Term of Award

Spring 2015

Degree Name

Master of Science in Biology (M.S.)

Document Type and Release Option

Thesis (restricted to Georgia Southern)

Copyright Statement / License for Reuse

Creative Commons License
This work is licensed under a Creative Commons Attribution 4.0 License.


Department of Biology

Committee Chair

David Rostal

Committee Member 1

Denison McLain

Committee Member 2

Lance McBrayer


Accelerated growth in tortoises has traditionally been associated with potential health risks, however empirical evidence in the literature is lacking. In captivity, growth rates of tortoises are generally expected to exceed those of natural populations and the main cause is probably due to differences in diet. In the context of captive management programs for the purpose of reintroduction, diets that increase growth rates are deemed important because larger animals are less subject to predation and rapid growth permits earlier release, reducing overall cost and effort. To assess the influence of diet on growth and health of captive hatchling tortoises, we compared growth rates, sprint speeds, and blood chemistry parameters of gopher tortoise hatchlings reared on four different diets over a period of 168 days.

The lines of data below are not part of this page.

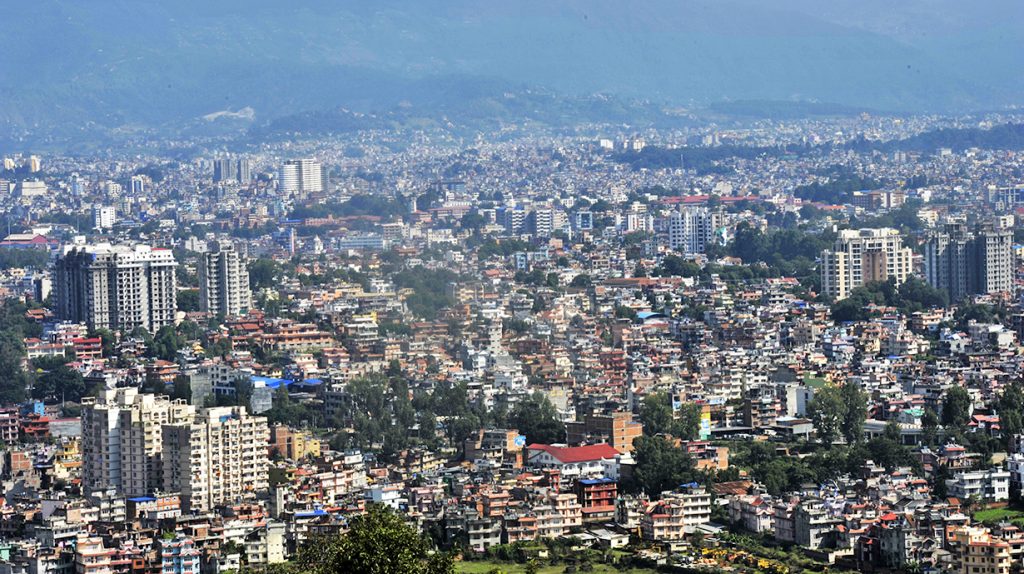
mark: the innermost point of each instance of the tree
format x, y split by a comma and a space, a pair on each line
827, 410
582, 280
929, 427
58, 382
188, 300
536, 417
655, 413
166, 343
378, 542
1009, 407
262, 273
855, 411
687, 424
956, 408
659, 466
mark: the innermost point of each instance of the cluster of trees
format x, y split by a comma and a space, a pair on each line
702, 160
838, 188
380, 412
382, 417
19, 258
784, 252
263, 273
782, 471
429, 290
904, 218
377, 542
912, 296
503, 248
53, 380
357, 205
13, 328
658, 417
839, 411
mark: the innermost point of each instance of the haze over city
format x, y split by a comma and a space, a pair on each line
449, 287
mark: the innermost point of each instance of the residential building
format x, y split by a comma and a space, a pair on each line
223, 280
119, 288
863, 256
301, 177
617, 429
676, 515
691, 229
219, 457
179, 556
965, 263
122, 443
990, 485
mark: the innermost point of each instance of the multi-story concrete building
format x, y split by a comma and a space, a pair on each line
122, 442
179, 556
103, 217
862, 256
223, 280
990, 486
116, 287
964, 262
691, 229
301, 177
617, 429
219, 457
676, 515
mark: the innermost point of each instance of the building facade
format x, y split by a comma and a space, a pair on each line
223, 281
122, 443
219, 457
301, 177
863, 256
964, 262
116, 287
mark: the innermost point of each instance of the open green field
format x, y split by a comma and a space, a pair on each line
482, 567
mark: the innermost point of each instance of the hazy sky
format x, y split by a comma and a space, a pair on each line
117, 61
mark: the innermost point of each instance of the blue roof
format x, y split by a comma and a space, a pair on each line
269, 382
307, 514
591, 482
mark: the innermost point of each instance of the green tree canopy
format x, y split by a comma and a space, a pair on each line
378, 542
660, 466
536, 417
956, 407
827, 410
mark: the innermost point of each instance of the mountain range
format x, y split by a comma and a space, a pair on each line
74, 67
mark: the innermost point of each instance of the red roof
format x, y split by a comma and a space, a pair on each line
568, 454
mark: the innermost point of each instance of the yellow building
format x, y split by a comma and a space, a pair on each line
980, 553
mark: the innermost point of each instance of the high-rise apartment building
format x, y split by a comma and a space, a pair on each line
223, 280
691, 229
220, 457
231, 170
122, 442
964, 262
136, 184
116, 287
862, 256
223, 170
103, 217
301, 177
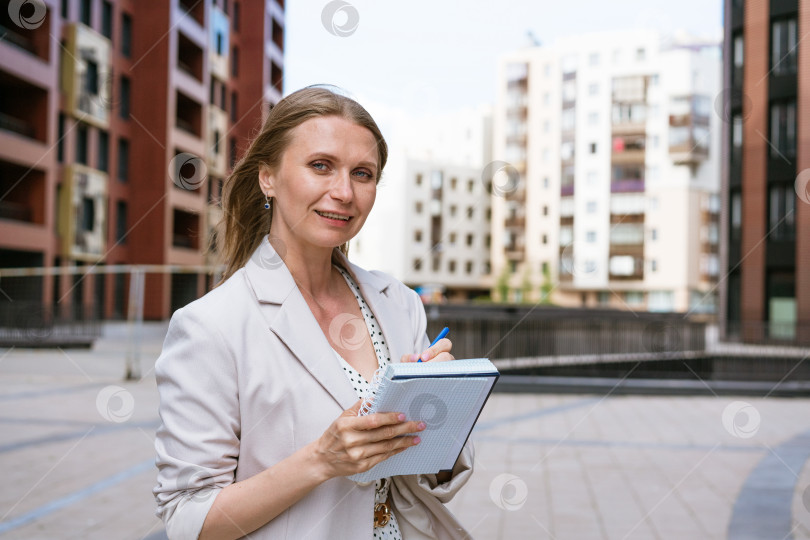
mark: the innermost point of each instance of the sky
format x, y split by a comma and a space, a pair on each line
433, 56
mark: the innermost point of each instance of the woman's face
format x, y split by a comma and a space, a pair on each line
325, 185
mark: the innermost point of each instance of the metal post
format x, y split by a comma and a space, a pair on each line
135, 318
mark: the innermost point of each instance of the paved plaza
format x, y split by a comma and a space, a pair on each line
77, 451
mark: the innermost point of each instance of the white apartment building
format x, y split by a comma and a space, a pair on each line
430, 226
618, 149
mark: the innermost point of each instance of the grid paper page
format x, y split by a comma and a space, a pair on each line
446, 404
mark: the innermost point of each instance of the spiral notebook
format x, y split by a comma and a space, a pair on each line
447, 396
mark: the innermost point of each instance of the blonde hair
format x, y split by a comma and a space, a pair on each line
245, 221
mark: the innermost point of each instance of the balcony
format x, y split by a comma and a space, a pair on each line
23, 108
189, 57
22, 201
188, 115
83, 213
86, 60
185, 230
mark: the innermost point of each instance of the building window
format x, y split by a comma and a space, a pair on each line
782, 212
106, 19
103, 158
91, 78
783, 129
784, 46
85, 12
81, 144
121, 222
123, 160
60, 144
124, 85
88, 214
126, 35
736, 214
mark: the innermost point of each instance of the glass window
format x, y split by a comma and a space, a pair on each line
783, 129
123, 110
106, 19
81, 144
126, 35
103, 158
784, 49
123, 160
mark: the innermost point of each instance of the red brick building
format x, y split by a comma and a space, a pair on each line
101, 102
766, 105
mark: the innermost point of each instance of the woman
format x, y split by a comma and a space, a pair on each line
260, 379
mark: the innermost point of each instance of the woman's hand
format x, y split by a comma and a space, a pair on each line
354, 444
437, 353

Tortoises fed Mazuri brand tortoise diet or a mixture of horse feed and vegetables had significantly higher growth rates than those fed a mixture of supermarket greens. Calcium supplementation of supermarket greens had no effect on growth rate or sprint speed. Significant differences were also received in blood chemistry. The goal is to use this information to make recommendations that improve the success and feasibility of captive management programs.